Perhaps this tire is protecting the azalea?


Sunday, April 18, 2021

A Moment in Nature for April

Following on the post I shared for March, #amomentinnature for April is an Eastern tiger swallowtail (Georgia's state butterfly) enjoying the blooms of my biggest Piedmont azalea (Rhododendron canescens). It stayed for a long time, floating from bloom to bloom, allowing me to take lots of photos (and enjoying the sweet fragrance of the azalea the whole time).

Eastern tiger swallowtail on Piedmont azalea

Large butterflies like the Eastern tiger swallowtail are thought to be important pollinators of native azaleas. You can read more about our native azaleas in an earlier post that I did: A Parade of Native Azaleas.

Get out there and find your moment in nature; spring is racing along and every day seems to bring something new.




Sunday, April 11, 2021

Orange Slime on the Muscadine

 

This has been a better than usual year for spotting bright orange slime on native muscadine (Vitis rotundifolia) vines. Almost every large vine on our property has it compared to just one that had it a couple years ago. This is Fusicolla merismoides, a fungus or, more often, a complex of fungi and yeast that colonize the sap that leaks from a tree wound.

It doesn’t hurt the vine (or tree if it is on some other woody plant) and usually is just a springtime occurrence as sap is rising and leaking from wounds on woody plants. Obviously the bigger the wound or amount of sap, the more orange you might see.

So if you see an orange smear, take a moment to appreciate what’s happening and then go happily on your way.
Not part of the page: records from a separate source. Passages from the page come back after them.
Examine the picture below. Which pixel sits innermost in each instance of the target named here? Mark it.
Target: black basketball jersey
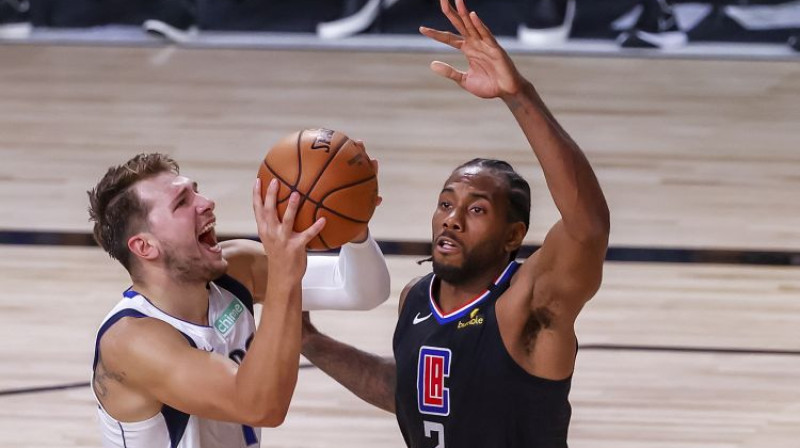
(457, 385)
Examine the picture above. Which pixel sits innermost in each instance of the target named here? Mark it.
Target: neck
(453, 296)
(186, 301)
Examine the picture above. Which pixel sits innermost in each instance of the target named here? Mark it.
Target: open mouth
(208, 238)
(447, 245)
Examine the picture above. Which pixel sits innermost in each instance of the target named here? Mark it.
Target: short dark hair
(116, 210)
(519, 191)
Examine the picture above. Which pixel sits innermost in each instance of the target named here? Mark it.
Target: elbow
(270, 417)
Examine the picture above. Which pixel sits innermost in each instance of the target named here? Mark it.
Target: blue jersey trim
(442, 318)
(128, 312)
(131, 293)
(107, 324)
(176, 424)
(122, 430)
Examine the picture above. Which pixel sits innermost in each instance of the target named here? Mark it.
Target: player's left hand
(491, 73)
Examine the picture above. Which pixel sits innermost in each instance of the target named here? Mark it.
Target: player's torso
(457, 386)
(229, 333)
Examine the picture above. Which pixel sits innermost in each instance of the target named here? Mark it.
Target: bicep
(247, 264)
(160, 363)
(568, 272)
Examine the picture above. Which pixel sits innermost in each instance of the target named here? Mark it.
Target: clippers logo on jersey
(433, 367)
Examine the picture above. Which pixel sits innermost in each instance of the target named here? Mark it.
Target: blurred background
(688, 112)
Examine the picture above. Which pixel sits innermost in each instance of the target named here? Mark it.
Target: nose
(453, 220)
(205, 204)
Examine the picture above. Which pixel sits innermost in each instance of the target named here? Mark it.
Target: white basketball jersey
(230, 330)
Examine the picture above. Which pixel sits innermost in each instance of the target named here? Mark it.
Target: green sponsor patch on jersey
(227, 319)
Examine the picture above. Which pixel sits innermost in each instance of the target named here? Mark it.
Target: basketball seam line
(320, 205)
(325, 167)
(282, 180)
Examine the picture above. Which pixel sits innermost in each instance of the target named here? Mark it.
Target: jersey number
(434, 427)
(237, 356)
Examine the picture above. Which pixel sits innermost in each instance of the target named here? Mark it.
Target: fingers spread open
(447, 71)
(291, 212)
(444, 37)
(481, 27)
(311, 232)
(452, 15)
(257, 204)
(463, 13)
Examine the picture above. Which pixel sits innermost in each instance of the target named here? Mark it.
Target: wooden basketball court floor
(696, 154)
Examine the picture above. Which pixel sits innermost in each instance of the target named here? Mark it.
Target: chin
(449, 273)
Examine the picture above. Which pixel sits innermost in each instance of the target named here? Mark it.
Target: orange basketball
(334, 177)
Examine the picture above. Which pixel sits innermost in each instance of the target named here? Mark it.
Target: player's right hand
(285, 248)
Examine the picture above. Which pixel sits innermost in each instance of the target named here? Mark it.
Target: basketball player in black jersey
(484, 348)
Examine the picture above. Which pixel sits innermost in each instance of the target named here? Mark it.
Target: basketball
(334, 177)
I visited all of ours this year with grandson in tow and we admired them and remarked on the small bugs enjoying the slime.


The slime on the upper right is fading while the left is gooey


Sunday, April 4, 2021

Go Forth and Multiply

 

Packera aurea
Valeriana pauciflora












Multiply the supply of native plants in gardens, that is. As I’m prowling through my garden this time of year, admiring flowers and pulling early weeds, I always find extra plants to pot up. In years past, I’d pot them up to donate to plant sales. I’m not participating in a local sale this year so they’re going to friends and neighbors. The two plants shown above were given to me by friends as extras from their gardens.
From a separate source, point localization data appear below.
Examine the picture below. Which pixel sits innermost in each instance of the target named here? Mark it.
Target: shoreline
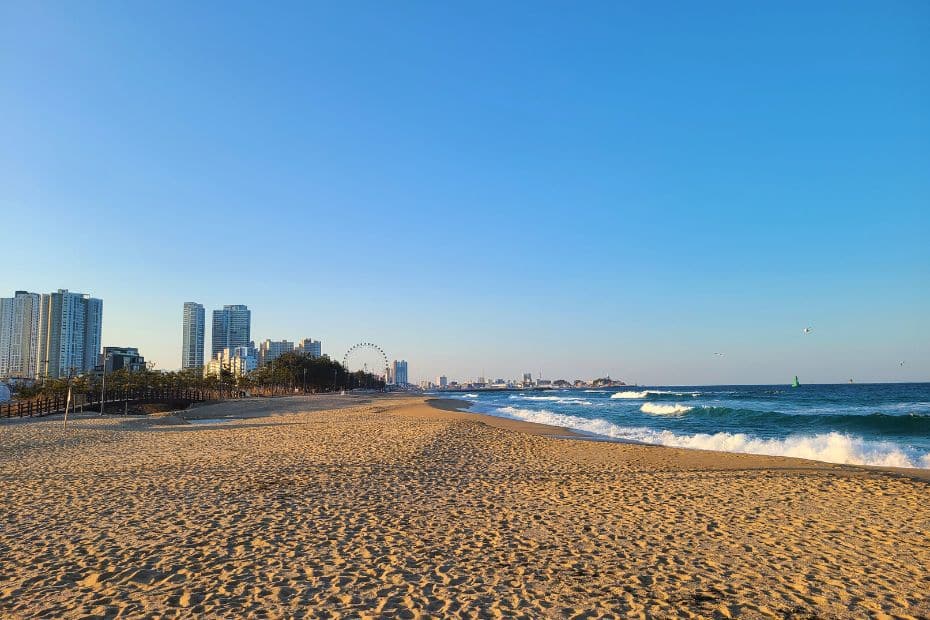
(775, 461)
(396, 507)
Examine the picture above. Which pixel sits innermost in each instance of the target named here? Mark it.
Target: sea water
(866, 424)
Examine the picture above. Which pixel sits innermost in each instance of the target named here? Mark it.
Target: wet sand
(391, 507)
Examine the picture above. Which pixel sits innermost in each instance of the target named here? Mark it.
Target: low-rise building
(237, 360)
(121, 358)
(271, 350)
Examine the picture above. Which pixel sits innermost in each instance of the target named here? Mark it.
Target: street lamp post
(103, 384)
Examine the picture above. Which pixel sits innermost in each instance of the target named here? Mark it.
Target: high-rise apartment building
(70, 326)
(192, 338)
(400, 372)
(237, 360)
(121, 358)
(19, 335)
(310, 347)
(271, 350)
(232, 327)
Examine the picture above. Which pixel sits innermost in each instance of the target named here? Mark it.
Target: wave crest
(830, 447)
(665, 409)
(629, 395)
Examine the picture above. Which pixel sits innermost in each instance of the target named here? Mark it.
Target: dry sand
(391, 507)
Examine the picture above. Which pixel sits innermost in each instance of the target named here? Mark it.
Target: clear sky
(499, 187)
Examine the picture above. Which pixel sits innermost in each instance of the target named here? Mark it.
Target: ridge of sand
(390, 507)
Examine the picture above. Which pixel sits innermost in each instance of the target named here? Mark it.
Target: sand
(391, 507)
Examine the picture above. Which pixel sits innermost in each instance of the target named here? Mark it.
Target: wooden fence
(116, 401)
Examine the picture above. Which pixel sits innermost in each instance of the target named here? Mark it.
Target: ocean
(868, 424)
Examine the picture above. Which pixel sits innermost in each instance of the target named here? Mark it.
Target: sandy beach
(351, 506)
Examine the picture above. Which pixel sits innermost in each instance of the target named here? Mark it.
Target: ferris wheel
(368, 357)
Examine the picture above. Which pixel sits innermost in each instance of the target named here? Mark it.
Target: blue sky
(620, 188)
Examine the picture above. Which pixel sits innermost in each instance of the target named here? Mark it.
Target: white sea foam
(830, 447)
(629, 395)
(664, 409)
(568, 400)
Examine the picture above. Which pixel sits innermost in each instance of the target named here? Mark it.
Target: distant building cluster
(232, 348)
(480, 383)
(49, 335)
(397, 374)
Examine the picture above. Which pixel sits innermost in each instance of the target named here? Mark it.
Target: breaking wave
(569, 400)
(831, 447)
(657, 394)
(665, 409)
(629, 395)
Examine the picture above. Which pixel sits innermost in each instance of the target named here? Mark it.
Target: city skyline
(648, 195)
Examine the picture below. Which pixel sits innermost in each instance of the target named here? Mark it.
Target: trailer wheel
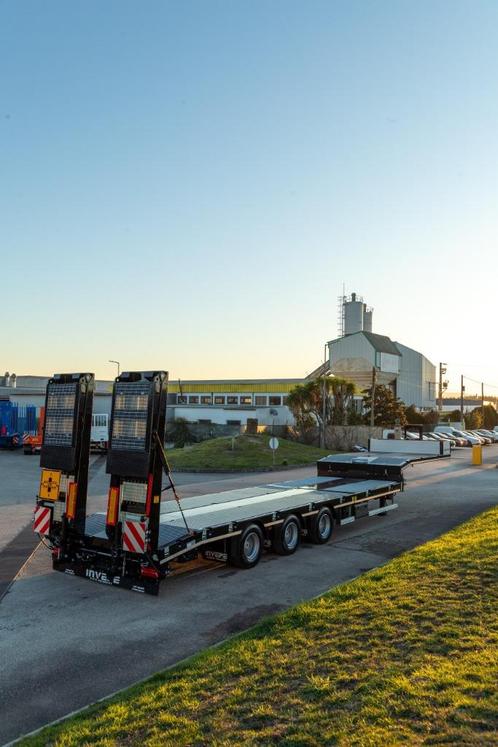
(245, 550)
(321, 526)
(287, 536)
As I wrote in January, my son’s family has a new yard. They’re getting beardtongue (Penstemon sp.) for the mailbox. It’s a tough as nails perennial that is fairly deer resistant (they have deer). I have two species to share with them: Penstemon digitalis and Penstemon tenuis. As the season progresses, I’m sure there will be more for them – we’ve been removing nandina shrubs at their house to create a new area for pollinator plants.

Even Max potted up some small trees
Penstemon ready to go











Several friends who are building their native plant collections are getting an assortment of extra perennials and shrubs. I love how I can get extra room for my garden while still making other people happy!

I’m also creating a grouping of native perennials along the property line with my neighbor. This has to be composed of deer resistant plants. So far I’ve planted beardtongue (Penstemon), mountain mint (Pycnanthemum), sedges (Carex), perennial rye (Elymus), and bushy St. John’s wort (Hypericum densiflorum). Helping to hold the sloping ground around it is the native dwarf cinquefoil (Potentilla canadensis). As the plantings grow, I reduce the cinquefoil.

If you’re a native plant gardener, take advantage of new spring growth to find plants to help other gardens grow. It’s as nice for you as it is for them. Pot them up with a lightweight mix of topsoil (house-brand from a big box store is good) mixed with shredded mulch (not dyed) or bagged soil conditioner. Sometimes I use a small amount of perlite in it. No need to buy expensive growing mix. Now you’re ready to go forth and multiply the amount of yards with native plants!